42-14
User Guide for Cisco Security Manager 4.4
OL-28826-01
Chapter 42 Configuring Attack Response Controller for Blocking and Rate Limiting
Blocking Page
Router, Firewall, Cat6K Device Dialog Box
Use the Add or Modify Router, Firewall, or Cat6K Device dialog box to configure a device as a blocking
device for an IPS sensor. The name of the dialog box indicates the type of device you are adding:
Router—IOS Software routers and Catalyst 6500/7600 devices. These devices can do rate limiting
as well as blocking. See Understanding Router and Switch Blocking Devices, page42-4.
Firewall—ASA and PIX appliances.
Cat6K—Catalyst 6500/7600 devices that are running Catalyst OS software.
Tip If the Catalyst 6500/7600 runs Cisco IOS Software, add the device as a router on the Router tab. Do not
add the device to the Cat6K tab.
Navigation Path
From the IPS Blocking policy, select the Router, Firewall, or Catalyst 6K tab and click the Add Row
button or select an existing row and click the Edit Row button. For information on opening the Blocking
policy, see Blocking Page, page 42-8.
Field Reference
Table42-5 Router, Firewall, Cat6K Device Dialog Boxes
Element Description
IP Address The IP address of the device. Enter the IP address or the name of a
network/host policy object that contains a single host address, or click
Select to select an object from a list or to create a new one.

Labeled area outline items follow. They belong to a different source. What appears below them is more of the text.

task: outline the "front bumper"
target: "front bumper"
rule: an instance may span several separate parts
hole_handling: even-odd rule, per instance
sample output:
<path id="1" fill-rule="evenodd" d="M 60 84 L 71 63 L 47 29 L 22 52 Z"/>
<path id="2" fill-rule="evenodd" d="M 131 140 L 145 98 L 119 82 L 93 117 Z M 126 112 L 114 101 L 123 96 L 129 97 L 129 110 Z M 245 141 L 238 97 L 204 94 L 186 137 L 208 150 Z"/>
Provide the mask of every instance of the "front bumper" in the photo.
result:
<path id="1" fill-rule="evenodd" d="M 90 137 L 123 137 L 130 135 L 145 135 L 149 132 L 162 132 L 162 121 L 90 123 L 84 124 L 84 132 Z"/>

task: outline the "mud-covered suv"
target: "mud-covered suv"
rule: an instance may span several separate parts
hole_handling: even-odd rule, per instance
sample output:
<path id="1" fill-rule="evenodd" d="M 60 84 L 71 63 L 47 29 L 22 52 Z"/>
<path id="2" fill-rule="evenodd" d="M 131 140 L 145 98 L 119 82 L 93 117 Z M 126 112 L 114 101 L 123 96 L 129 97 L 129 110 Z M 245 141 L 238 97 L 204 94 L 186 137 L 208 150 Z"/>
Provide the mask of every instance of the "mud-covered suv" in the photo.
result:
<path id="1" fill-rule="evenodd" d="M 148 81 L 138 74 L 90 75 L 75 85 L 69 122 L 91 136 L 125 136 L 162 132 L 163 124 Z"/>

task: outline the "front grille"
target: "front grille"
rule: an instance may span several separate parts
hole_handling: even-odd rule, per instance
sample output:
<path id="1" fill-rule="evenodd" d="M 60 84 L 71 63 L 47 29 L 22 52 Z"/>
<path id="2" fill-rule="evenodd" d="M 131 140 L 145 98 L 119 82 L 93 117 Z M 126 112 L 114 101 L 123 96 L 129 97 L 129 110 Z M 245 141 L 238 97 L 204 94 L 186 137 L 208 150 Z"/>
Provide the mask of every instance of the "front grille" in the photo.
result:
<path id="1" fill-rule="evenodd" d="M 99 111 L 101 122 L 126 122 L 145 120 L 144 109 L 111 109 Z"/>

Communication Type The communication mechanism used to log in to the blocking device
(SSH 3DES, SSH DES, Telnet). The default is SSH 3DES.
If you choose SSH 3DES or SSH DES, you must add the device to the
known hosts list. The easiest way to add the device to the known hosts
list is to use the IPS Device Manager (IDM) to log into the sensor,
choose Configuration > Sensor Management > SSH > Known Host
Keys > Add Known Host Key, and add the device address.
Alternatively, you can log into the sensor CLI, enter configuration
mode, and use the ssh host-key command.
NAT Address The NAT address of the sensor, if any is used between the sensor and
the blocking device. Enter the NAT address or the name of a
network/host policy object that contains a single host address, or click
Select to select an object from a list or to create a new one. Leave the
default 0.0.0.0 if NAT is not used.
Profile Name The login profile used to log in to the blocking device. You must create
this profile on the User Profiles tab of the blocking policy or the IPS
cannot successfully use this blocking device.